The Dubai Rainforest, described as an educational and cultural dome, will be housed within Damac Properties’ Akoya Oxygen master community and is slated to be completed ahead of Expo 2020.

It is designed to recreate the natural environment of rainforests, which cover 6 per cent of the world’s surface, said the developer.

It won’t recreate it exactly, you understand. Rainforests are famous for a number of characteristics. One is their large number of trees. Another is their tendency to receive quite a large quantity of rain, in some cases as much as 450cm of it every year.

What they’re not famous for is popping up in tree-less deserts that get less than 10cm of rain a year, and they’re almost never found in luxury housing developments. But Dubai does like to be different, so.

Image: Damac Properties.

The piece continues:

Visitors will be taken on a journey through the jungle, starting on ground level, before climbing up into the canopy as they learn about the habitat’s flora and fauna.

Those with a thrill for heights will be able to fly through the treetops on a zip wire or just relax in the Rainforest spa, the latter of which will offer hydrothermal treatments among rock pools and steam baths.

For those who like their day trips to massively resource-hungry pretend biomes to come with a side order of irony, the new development will be right next to the Trump World Golf Club.

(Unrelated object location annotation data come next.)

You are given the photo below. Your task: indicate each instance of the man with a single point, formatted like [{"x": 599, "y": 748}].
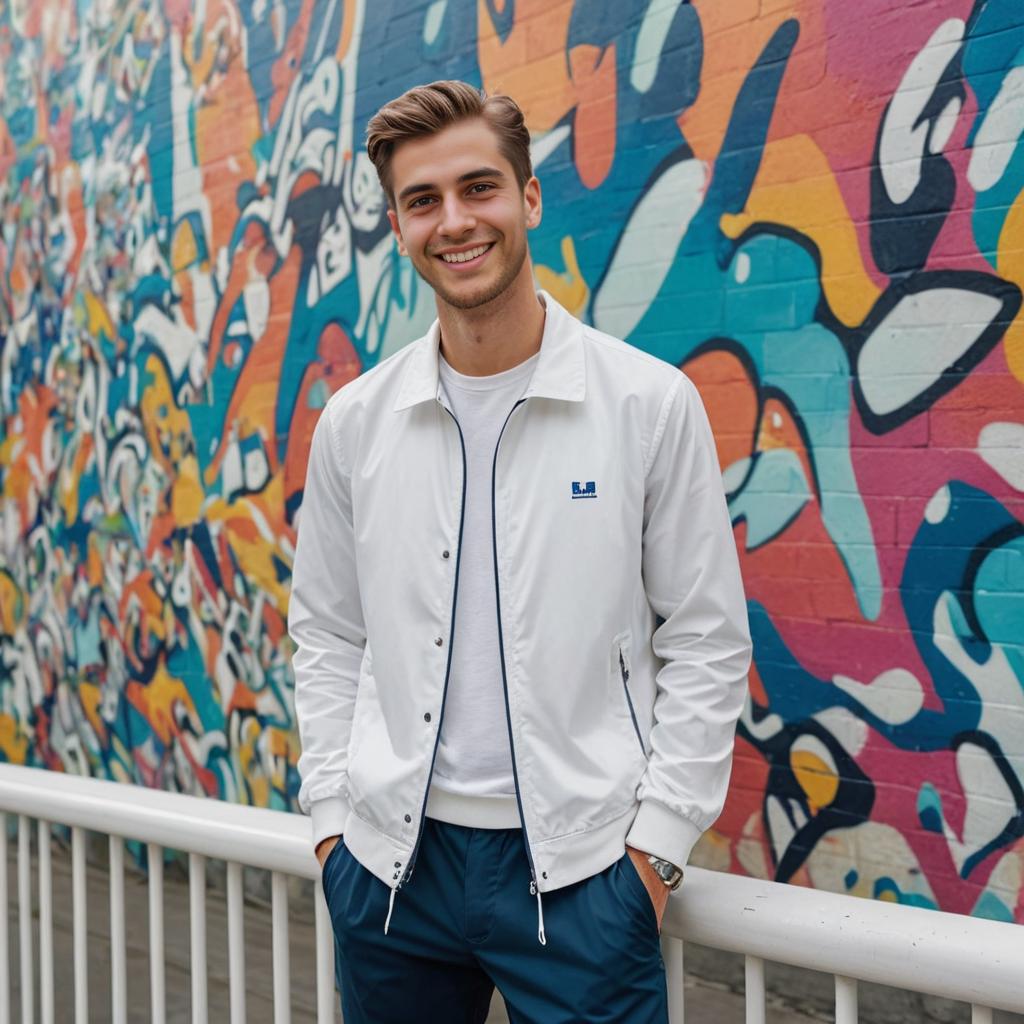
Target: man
[{"x": 521, "y": 636}]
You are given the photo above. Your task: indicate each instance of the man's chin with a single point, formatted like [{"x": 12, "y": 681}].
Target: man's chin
[{"x": 472, "y": 299}]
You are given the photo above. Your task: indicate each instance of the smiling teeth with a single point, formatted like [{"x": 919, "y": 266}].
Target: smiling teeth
[{"x": 464, "y": 257}]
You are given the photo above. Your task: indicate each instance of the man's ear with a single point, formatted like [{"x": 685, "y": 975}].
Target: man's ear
[
  {"x": 393, "y": 221},
  {"x": 535, "y": 206}
]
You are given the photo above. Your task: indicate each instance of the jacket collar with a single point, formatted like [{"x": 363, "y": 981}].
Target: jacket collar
[{"x": 560, "y": 371}]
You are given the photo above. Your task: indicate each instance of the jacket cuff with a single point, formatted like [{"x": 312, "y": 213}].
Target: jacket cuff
[
  {"x": 663, "y": 834},
  {"x": 329, "y": 817}
]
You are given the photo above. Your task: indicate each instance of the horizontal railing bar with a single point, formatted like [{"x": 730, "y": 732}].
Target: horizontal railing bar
[
  {"x": 970, "y": 960},
  {"x": 956, "y": 956},
  {"x": 276, "y": 841}
]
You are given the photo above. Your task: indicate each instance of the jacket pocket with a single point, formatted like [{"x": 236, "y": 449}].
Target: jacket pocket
[{"x": 621, "y": 652}]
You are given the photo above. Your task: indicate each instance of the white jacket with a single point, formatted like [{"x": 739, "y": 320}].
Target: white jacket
[{"x": 622, "y": 617}]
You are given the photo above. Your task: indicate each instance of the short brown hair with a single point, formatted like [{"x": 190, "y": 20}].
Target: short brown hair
[{"x": 427, "y": 110}]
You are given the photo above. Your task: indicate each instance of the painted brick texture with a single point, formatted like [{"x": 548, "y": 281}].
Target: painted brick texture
[{"x": 814, "y": 208}]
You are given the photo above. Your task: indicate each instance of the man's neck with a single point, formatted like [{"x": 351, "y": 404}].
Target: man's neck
[{"x": 496, "y": 337}]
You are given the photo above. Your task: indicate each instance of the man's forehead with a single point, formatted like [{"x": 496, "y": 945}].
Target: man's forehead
[{"x": 451, "y": 153}]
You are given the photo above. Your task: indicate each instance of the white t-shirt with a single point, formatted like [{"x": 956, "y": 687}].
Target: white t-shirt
[{"x": 472, "y": 781}]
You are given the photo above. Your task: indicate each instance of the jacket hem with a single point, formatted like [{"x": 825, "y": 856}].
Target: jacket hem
[
  {"x": 379, "y": 853},
  {"x": 329, "y": 817},
  {"x": 660, "y": 832},
  {"x": 570, "y": 858}
]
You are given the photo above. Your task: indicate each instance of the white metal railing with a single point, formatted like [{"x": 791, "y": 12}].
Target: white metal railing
[{"x": 965, "y": 958}]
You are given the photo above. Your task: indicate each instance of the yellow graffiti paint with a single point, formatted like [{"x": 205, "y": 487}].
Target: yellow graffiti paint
[
  {"x": 816, "y": 778},
  {"x": 13, "y": 741},
  {"x": 184, "y": 249},
  {"x": 89, "y": 696},
  {"x": 156, "y": 701},
  {"x": 186, "y": 494},
  {"x": 1010, "y": 263},
  {"x": 796, "y": 188},
  {"x": 11, "y": 604},
  {"x": 567, "y": 288},
  {"x": 254, "y": 551}
]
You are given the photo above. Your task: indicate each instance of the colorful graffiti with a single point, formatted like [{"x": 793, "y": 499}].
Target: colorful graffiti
[{"x": 814, "y": 208}]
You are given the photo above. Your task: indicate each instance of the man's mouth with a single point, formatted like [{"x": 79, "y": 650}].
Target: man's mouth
[{"x": 468, "y": 256}]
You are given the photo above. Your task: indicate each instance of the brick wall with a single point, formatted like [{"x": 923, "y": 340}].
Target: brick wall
[{"x": 813, "y": 207}]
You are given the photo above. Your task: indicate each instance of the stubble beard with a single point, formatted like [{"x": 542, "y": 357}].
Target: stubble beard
[{"x": 488, "y": 293}]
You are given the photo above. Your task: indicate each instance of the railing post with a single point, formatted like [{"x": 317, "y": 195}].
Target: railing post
[
  {"x": 236, "y": 943},
  {"x": 155, "y": 865},
  {"x": 197, "y": 916},
  {"x": 754, "y": 970},
  {"x": 78, "y": 900},
  {"x": 4, "y": 924},
  {"x": 119, "y": 974},
  {"x": 45, "y": 923},
  {"x": 846, "y": 1000},
  {"x": 325, "y": 956},
  {"x": 25, "y": 919},
  {"x": 672, "y": 953},
  {"x": 279, "y": 922}
]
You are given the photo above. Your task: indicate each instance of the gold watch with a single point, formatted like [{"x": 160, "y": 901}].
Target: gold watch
[{"x": 667, "y": 871}]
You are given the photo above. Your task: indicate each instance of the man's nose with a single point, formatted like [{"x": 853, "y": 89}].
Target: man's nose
[{"x": 457, "y": 217}]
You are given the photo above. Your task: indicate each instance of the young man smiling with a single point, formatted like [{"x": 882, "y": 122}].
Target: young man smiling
[{"x": 520, "y": 629}]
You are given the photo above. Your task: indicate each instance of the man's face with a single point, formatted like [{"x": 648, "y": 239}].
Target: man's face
[{"x": 460, "y": 215}]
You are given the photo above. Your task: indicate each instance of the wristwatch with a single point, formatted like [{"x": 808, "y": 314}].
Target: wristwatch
[{"x": 667, "y": 871}]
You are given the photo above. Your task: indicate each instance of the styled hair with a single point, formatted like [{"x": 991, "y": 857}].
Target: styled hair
[{"x": 427, "y": 110}]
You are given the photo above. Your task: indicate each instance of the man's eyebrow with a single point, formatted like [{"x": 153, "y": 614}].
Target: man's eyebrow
[{"x": 480, "y": 172}]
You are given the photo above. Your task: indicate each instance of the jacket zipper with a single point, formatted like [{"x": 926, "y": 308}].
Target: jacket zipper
[
  {"x": 501, "y": 648},
  {"x": 448, "y": 669},
  {"x": 629, "y": 699}
]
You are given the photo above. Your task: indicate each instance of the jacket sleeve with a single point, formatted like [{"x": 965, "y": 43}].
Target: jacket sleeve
[
  {"x": 691, "y": 576},
  {"x": 326, "y": 624}
]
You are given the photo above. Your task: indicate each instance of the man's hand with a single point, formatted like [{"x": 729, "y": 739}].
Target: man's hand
[
  {"x": 656, "y": 889},
  {"x": 325, "y": 846}
]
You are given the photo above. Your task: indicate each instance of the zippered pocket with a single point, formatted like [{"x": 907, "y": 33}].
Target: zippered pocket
[{"x": 623, "y": 652}]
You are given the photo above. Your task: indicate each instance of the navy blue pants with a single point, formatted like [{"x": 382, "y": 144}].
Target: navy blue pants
[{"x": 466, "y": 922}]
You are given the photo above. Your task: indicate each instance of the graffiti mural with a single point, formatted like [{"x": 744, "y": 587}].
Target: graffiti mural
[{"x": 813, "y": 208}]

Which is another project sucking up enormous amounts of the region’s scarce water supply, and which is ultimately owned by this guy:

Dubai’s media is normally pretty supportive of the various Ozymandian construction projects going on in the Emirate. So it’s a measure of the sheer ludicrousness of this rainforest thing that The National actually quoted a local academic who obviously thinks the whole thing is insane:

Dr Ali El-Keblawy, associate professor at the University of Sharjah and director of the Sharjah Seed Bank and Herbarium, said the project’s expected high water footprint is likely unsustainable in a desert climate.

“To create an artificial forest in such harsh conditions, they are challenging nature,” he said.

Well, that’s one point of view. But another is that “nature” was invented by Communists in the 1980s as a way of discrediting capitalism, so it could go either way.

Anyway, tl:dr: we’re living in the end times.